Unlike air travel, where you’re sealed off from the outer environment, train travel offers a quiver, clatter, and creak as your car rattles and rocks along, the blast of a whistle as you pass through a crossing, the scrape of wheels on steel. Through your rectangular window you see not blank sky but four navy-blue silos, a white wooden barn with its paint chipping away, a dun-brown cornfield, with half its stalks standing, half consumed by the maw of the combine.

Train travel is an experience Americans have enjoyed since the late 1820s. Now Moscatelli has achieved something rare—an equivalent to the rush a die-hard baseball fan feels as he suits up for a Yankees Fantasy Camp. Except this is no one-time dream come true. Moscatelli has progressed from guiding model trains around his parents’ dining room to directing the forward and backward movements of genuine 100-ton diesel engines pulling vintage cars and hundreds of passengers.

Nearly every Sunday, if you take the 90-minute round-trip tourist-train ride through rugged rock cuts and green and gold tunnels of trees from West Chester, Pa., to the striking red-brick Victorian station in Glen Mills, you’ll hear him hollering, “All aboard!” In his navy suit, a gold watch chain looping across his vest, his billed Pennsylvania Railroad cap emblazoned with a gold conductor badge, he cuts a striking figure. Conductor Moscatelli strolls the aisles of the 1930s-era cars of the West Chester Railroad, walkie-talkie in hand, directing the engineer and the crew when to leave the station and when to stop the train.

Come Monday, you’ll see the Edward Hicks Magill Professor of Mathematics and Natural Sciences hatless, in casual pants and short-sleeved shirt commanding a physics class in the Science Center.

While it may not be as extensive as a Ph.D. program, the training for his job captaining a train involved passing many tests on the same United States Federal Railway Administration rules that an Amtrak employee needs to master.

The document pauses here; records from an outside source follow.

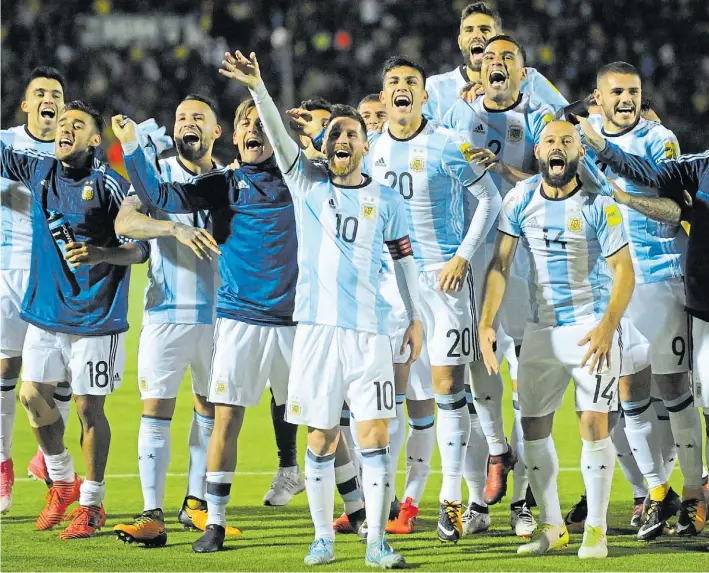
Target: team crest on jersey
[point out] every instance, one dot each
(416, 164)
(613, 215)
(514, 133)
(467, 150)
(574, 224)
(671, 150)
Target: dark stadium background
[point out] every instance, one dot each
(140, 57)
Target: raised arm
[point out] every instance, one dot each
(246, 71)
(670, 177)
(133, 222)
(208, 191)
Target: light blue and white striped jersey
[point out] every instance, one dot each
(431, 172)
(568, 239)
(181, 287)
(16, 211)
(443, 90)
(657, 249)
(341, 233)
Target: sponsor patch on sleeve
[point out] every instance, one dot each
(613, 215)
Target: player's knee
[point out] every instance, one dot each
(40, 411)
(373, 433)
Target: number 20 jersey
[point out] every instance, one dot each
(431, 171)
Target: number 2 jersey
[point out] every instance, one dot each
(569, 240)
(431, 172)
(657, 249)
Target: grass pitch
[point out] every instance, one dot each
(276, 539)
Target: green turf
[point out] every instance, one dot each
(276, 539)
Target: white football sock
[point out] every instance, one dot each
(597, 465)
(397, 431)
(452, 432)
(60, 467)
(687, 431)
(8, 408)
(487, 397)
(419, 451)
(543, 471)
(520, 479)
(218, 494)
(347, 483)
(62, 398)
(320, 488)
(626, 460)
(198, 440)
(640, 427)
(92, 493)
(665, 437)
(153, 459)
(475, 466)
(378, 486)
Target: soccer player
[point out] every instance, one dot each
(478, 23)
(429, 167)
(658, 340)
(255, 329)
(373, 112)
(671, 177)
(506, 123)
(178, 325)
(44, 97)
(582, 279)
(76, 304)
(341, 351)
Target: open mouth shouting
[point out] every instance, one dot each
(625, 112)
(191, 137)
(498, 78)
(557, 163)
(403, 102)
(48, 112)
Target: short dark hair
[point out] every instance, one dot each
(481, 8)
(400, 62)
(316, 103)
(617, 68)
(511, 40)
(212, 104)
(86, 108)
(342, 110)
(49, 73)
(367, 99)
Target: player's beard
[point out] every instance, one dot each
(191, 152)
(337, 168)
(554, 180)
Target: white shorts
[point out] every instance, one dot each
(700, 363)
(332, 365)
(515, 309)
(92, 364)
(246, 357)
(450, 331)
(656, 334)
(13, 284)
(550, 357)
(166, 351)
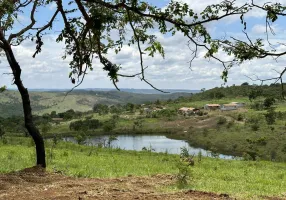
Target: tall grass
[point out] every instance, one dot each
(243, 179)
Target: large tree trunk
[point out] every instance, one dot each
(29, 123)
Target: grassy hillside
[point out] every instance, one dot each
(240, 179)
(79, 100)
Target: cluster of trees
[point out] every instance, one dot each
(87, 28)
(86, 124)
(103, 109)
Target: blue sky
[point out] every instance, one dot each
(48, 70)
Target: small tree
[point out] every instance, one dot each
(45, 127)
(2, 131)
(270, 116)
(268, 102)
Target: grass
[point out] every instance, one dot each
(241, 179)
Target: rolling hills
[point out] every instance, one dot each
(79, 100)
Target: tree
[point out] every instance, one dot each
(2, 131)
(45, 127)
(86, 32)
(8, 12)
(268, 102)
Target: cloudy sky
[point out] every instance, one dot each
(48, 70)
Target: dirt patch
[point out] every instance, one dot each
(35, 183)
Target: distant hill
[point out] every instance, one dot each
(79, 100)
(130, 90)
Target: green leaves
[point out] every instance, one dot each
(3, 88)
(156, 46)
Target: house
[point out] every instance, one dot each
(239, 105)
(57, 120)
(212, 107)
(188, 110)
(184, 110)
(226, 107)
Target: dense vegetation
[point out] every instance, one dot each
(241, 179)
(79, 100)
(254, 132)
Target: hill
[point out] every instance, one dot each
(79, 100)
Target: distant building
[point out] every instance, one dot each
(188, 110)
(239, 105)
(226, 107)
(57, 119)
(212, 107)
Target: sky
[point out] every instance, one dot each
(49, 70)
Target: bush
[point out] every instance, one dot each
(270, 116)
(268, 102)
(221, 121)
(255, 127)
(239, 117)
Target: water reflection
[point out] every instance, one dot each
(155, 143)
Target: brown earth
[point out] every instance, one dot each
(34, 183)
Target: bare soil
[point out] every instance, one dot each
(35, 183)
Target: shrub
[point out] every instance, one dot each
(268, 102)
(221, 121)
(270, 116)
(254, 127)
(239, 117)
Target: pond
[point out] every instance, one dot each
(147, 142)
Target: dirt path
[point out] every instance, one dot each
(34, 184)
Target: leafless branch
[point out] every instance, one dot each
(28, 27)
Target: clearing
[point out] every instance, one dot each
(34, 183)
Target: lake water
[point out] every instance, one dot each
(156, 143)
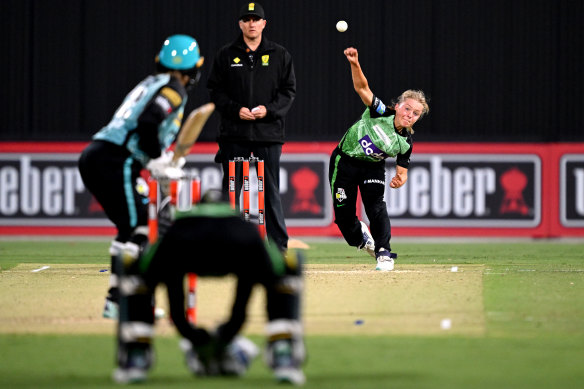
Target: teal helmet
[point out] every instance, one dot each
(179, 52)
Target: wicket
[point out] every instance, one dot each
(246, 187)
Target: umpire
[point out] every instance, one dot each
(253, 85)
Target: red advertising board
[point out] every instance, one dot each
(453, 189)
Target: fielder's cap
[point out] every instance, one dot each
(252, 9)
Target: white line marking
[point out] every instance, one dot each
(40, 269)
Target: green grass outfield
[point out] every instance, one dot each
(533, 299)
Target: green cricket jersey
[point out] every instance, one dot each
(373, 137)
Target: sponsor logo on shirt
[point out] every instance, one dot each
(340, 196)
(379, 106)
(381, 134)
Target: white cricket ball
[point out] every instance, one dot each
(342, 26)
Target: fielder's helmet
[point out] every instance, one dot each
(179, 52)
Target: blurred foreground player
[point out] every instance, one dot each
(244, 254)
(142, 128)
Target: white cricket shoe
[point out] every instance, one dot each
(385, 260)
(368, 242)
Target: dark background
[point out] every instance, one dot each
(493, 70)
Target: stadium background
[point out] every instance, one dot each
(494, 70)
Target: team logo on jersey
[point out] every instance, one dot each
(382, 135)
(370, 149)
(340, 195)
(163, 103)
(171, 95)
(236, 63)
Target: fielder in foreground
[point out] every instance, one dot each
(245, 255)
(358, 163)
(141, 130)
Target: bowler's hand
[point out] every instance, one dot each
(396, 182)
(245, 114)
(259, 112)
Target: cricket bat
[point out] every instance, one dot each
(191, 130)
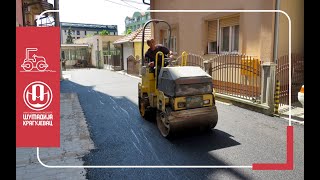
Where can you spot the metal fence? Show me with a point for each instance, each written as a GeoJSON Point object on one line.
{"type": "Point", "coordinates": [297, 77]}
{"type": "Point", "coordinates": [192, 60]}
{"type": "Point", "coordinates": [133, 65]}
{"type": "Point", "coordinates": [73, 58]}
{"type": "Point", "coordinates": [237, 75]}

Moscatelli started out in 2009 as a trainman—collecting and punching tickets and escorting passengers. For the last year, he’s held the top job, the lone professor among 11 conductors, whose professions include software engineer and truck driver. They trade off conducting the 14-mile round-trip stretch of rail. The West Chester Railroad has been an independent tourist line since 1997, nine years after commuter service from Philadelphia ended.

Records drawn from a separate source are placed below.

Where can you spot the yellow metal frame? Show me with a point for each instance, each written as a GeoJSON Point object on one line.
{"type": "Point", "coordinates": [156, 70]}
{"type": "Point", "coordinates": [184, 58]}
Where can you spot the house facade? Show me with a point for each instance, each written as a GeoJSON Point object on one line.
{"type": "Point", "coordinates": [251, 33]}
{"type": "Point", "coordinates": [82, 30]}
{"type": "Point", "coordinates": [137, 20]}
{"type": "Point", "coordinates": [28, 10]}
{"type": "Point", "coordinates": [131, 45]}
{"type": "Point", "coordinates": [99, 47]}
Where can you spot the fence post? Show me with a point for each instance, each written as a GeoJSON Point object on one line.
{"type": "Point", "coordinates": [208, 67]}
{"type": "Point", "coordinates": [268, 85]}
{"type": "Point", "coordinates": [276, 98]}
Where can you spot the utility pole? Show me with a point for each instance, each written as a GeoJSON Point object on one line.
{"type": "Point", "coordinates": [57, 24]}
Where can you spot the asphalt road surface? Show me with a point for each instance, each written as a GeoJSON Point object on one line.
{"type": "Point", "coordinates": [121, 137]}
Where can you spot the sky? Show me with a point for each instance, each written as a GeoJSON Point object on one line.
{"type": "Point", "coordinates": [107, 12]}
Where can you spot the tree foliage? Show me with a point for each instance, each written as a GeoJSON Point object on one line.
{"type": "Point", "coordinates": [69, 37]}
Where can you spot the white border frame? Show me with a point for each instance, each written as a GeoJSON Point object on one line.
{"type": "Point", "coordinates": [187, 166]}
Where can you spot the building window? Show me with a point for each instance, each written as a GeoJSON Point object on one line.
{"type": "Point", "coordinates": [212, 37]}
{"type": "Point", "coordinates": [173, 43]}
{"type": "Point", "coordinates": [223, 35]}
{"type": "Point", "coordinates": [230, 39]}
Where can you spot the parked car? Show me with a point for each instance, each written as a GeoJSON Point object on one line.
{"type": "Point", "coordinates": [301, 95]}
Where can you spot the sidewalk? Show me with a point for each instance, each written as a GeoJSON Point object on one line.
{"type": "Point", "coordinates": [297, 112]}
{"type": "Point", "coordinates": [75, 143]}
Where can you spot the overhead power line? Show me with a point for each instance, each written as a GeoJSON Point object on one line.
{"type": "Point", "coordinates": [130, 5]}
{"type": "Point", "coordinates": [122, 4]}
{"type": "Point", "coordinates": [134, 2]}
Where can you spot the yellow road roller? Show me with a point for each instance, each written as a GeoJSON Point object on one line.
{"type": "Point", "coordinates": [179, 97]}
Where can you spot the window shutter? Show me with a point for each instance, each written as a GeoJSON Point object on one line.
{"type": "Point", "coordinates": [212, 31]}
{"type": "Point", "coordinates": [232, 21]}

Being a conductor, Moscatelli says, “is a position of responsibility.” His duties include reading the day’s orders, figuring out how many coaches to put on the train, tallying the number of passengers, attaching the air-brake system and testing it to make sure every wheel responds. Warming up cars on winter mornings, cleaning and decorating them—for the fall foliage tours, that means orange, leaf-shaped lights tacked above the windows—are part of the job. “It’s not all glamour,” he points out.

But the payoff makes all the behind-the-scenes work worthwhile. Once the train sets off, Moscatelli enjoys the scenery as much as the first-timers pointing their Nikons out the windows. “I’ve always loved riding trains. It’s relaxing,” he says.

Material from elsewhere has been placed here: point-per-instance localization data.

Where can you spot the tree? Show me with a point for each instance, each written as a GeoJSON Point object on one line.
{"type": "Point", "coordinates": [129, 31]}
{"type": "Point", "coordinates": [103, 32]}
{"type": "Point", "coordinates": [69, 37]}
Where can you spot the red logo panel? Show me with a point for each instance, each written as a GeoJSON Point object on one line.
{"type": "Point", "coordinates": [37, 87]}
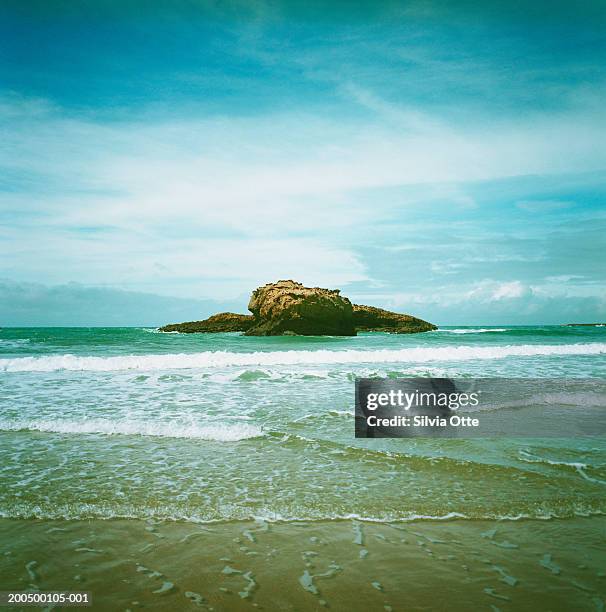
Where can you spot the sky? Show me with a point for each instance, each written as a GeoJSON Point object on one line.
{"type": "Point", "coordinates": [160, 160]}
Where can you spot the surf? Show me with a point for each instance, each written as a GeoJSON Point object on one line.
{"type": "Point", "coordinates": [214, 359]}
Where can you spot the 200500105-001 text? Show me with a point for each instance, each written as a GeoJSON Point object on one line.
{"type": "Point", "coordinates": [42, 598]}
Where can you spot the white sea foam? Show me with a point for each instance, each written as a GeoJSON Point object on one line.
{"type": "Point", "coordinates": [219, 433]}
{"type": "Point", "coordinates": [214, 359]}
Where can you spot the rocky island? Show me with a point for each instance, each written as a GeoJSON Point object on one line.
{"type": "Point", "coordinates": [290, 308]}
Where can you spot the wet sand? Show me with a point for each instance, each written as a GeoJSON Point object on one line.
{"type": "Point", "coordinates": [346, 565]}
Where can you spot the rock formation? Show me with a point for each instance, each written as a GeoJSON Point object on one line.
{"type": "Point", "coordinates": [222, 322]}
{"type": "Point", "coordinates": [369, 318]}
{"type": "Point", "coordinates": [289, 308]}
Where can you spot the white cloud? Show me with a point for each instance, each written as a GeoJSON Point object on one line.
{"type": "Point", "coordinates": [541, 206]}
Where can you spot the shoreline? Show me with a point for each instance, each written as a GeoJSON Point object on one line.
{"type": "Point", "coordinates": [132, 564]}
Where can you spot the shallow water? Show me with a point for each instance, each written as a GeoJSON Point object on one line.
{"type": "Point", "coordinates": [209, 429]}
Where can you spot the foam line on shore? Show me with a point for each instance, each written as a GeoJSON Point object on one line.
{"type": "Point", "coordinates": [213, 359]}
{"type": "Point", "coordinates": [222, 433]}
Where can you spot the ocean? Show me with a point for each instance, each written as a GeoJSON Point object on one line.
{"type": "Point", "coordinates": [226, 467]}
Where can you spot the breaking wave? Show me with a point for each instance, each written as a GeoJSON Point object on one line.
{"type": "Point", "coordinates": [212, 359]}
{"type": "Point", "coordinates": [222, 433]}
{"type": "Point", "coordinates": [480, 330]}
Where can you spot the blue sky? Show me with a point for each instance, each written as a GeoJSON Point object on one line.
{"type": "Point", "coordinates": [161, 160]}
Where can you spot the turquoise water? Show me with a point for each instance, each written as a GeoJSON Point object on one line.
{"type": "Point", "coordinates": [128, 422]}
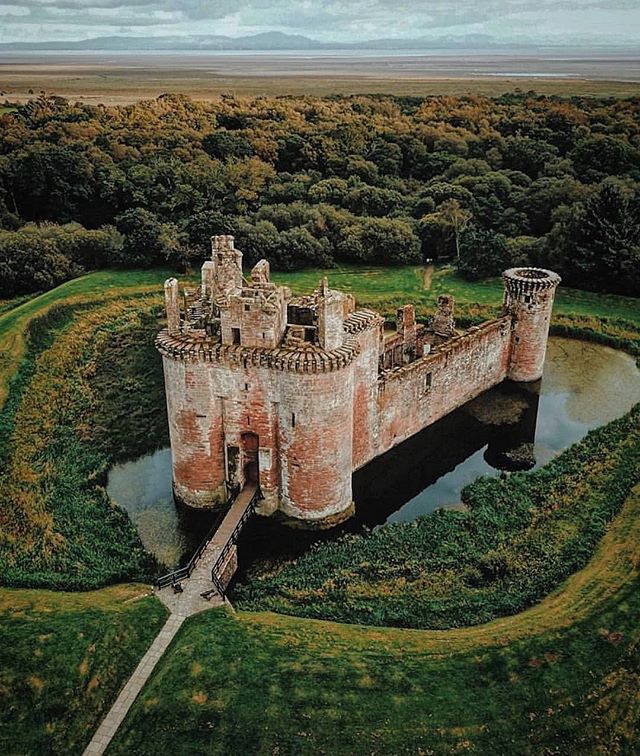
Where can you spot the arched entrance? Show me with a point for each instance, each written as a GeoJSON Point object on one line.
{"type": "Point", "coordinates": [250, 457]}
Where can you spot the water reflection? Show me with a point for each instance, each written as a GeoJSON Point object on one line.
{"type": "Point", "coordinates": [509, 427]}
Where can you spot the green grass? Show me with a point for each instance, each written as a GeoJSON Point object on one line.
{"type": "Point", "coordinates": [103, 284]}
{"type": "Point", "coordinates": [60, 434]}
{"type": "Point", "coordinates": [561, 678]}
{"type": "Point", "coordinates": [64, 658]}
{"type": "Point", "coordinates": [388, 285]}
{"type": "Point", "coordinates": [521, 536]}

And he enjoys mingling with passengers—sometimes even agreeing to dance with them—on holiday excursions with guest attractions such as Count Trackula at Halloween and Santa and the Easter bunny.

“I’m interested in bringing people together and being a source for them to learn about trains,” he says. “The teaching part is interesting and, of course, ties into my life at Swarthmore.”

But Moscatelli also enjoys being a student. “I’ve learned a lot from Larry here,” he says, pointing to a trainman. “Railroaders are also teachers.”

Some days a different trainman assists him—his wife Anne-Marie, a French professor at West Chester University. “As with any good spouse, she shares in her husband’s fetish now and then,” he says with a smile.

The Moscatellis also share a love of Manhattan, often traveling there by rail. When he retires, Frank plans to shift to the New York City Transit Museum. “They use lots of volunteers and occasionally take out vintage subway trains,” he says.

Until then, he’s delighted to split his time between a rewarding career and a fulfilling hobby. Says Moscatelli, “It’s wonderful to be able to be both a physicist and a conductor—a physicist endeavors to understand everything, while a conductor is in charge of everything. It’s a dream come true.”